UK Politics

Secret courts plan criticised by MPs

The MI6 building in London.
Image caption Some MPs say closed material procedure should only be used as a last resort

Government plans to allow more evidence in court cases to be heard behind closed doors have been criticised by a committee of MPs and peers.

The justice and security bill would allow more civil court cases to be held in secret.

It would mean some defendants would not hear all the evidence against them.

The cross-party Joint Committee on Human Rights said this was a radical departure from the British tradition of fair and open justice.

The government's concern is that millions of pounds have had to be be spent settling claims which it was prevented from challenging successfully, because that would have involved revealing secret intelligence in open court.

For example, 16 terrorism suspects received substantial sums last year after they claimed they were mistreated by intelligence officials from the UK and the United States.

But in their report, members of the committee suggest the government has not yet made a persuasive case for the changes and that more safeguards are required. It said closed material procedure should only be used as a last resort.

MPs want a tighter definition of what would constitute "sensitive material" that ought to remain secret and expressed concerns that the government could use secrecy to conceal information which is embarrassing rather than damaging.

'Significant shift'

Committee chairman Hywel Francis said: "We were disappointed that the government failed to prove to us a pressing need to extend the use of secret evidence into civil proceedings generally.
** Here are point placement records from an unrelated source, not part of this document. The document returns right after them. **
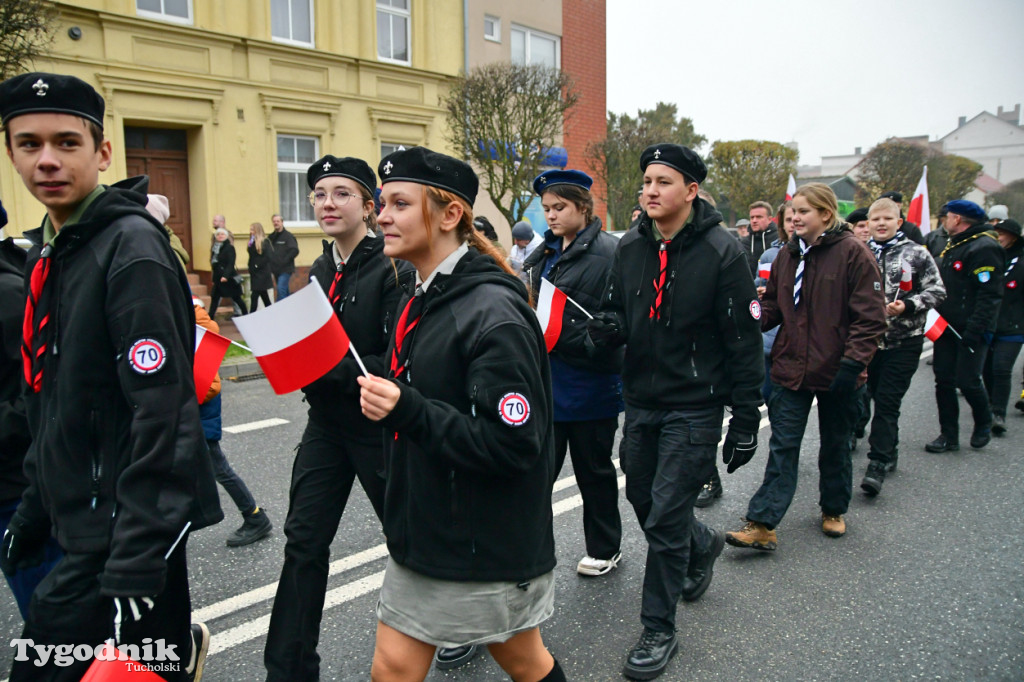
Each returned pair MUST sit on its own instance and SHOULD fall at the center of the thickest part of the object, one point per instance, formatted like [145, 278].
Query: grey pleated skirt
[450, 613]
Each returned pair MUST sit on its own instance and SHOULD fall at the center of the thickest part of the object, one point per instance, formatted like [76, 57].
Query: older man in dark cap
[681, 297]
[118, 466]
[971, 265]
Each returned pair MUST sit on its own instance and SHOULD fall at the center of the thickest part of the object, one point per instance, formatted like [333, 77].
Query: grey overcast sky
[830, 75]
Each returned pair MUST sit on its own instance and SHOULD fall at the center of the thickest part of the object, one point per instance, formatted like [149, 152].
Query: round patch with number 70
[514, 409]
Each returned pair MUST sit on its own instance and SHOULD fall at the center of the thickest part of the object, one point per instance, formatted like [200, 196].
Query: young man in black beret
[117, 466]
[680, 296]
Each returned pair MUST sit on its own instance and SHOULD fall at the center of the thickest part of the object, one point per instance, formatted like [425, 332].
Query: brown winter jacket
[841, 313]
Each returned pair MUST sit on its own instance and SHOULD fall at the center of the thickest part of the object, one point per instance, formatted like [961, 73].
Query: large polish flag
[935, 325]
[210, 349]
[550, 306]
[920, 213]
[297, 340]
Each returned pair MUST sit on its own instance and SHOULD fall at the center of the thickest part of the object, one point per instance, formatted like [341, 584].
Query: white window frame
[292, 41]
[495, 37]
[408, 15]
[534, 32]
[163, 16]
[298, 168]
"The bill represents a very significant shift away from historic common law principles and parliament should only accept such a departure when the necessity for it has been properly and persuasively justified."

The committee also criticised Home Secretary Theresa May for refusing to allow "special advocates" to have access to some information so as to assess whether secret trials were necessary.

Doing so would have provided the "best evidence" available to parliament about whether there "really exists a practical need for the provisions", the report said.

And the committee raised concerns about what information would be classified as "sensitive", adding that such classifications should not be used to avoid "difficult or embarrassing situations".

Its report said only UK intelligence material that could reveal the identity or techniques of UK intelligence officers or foreign intelligence material provided by another country on a strict promise of confidentiality should be deemed sensitive.

The committee wants a revision to the bill, to allow courts "genuine discretion" on whether a closed material application may be made and if a claim for public interest immunity could have been made.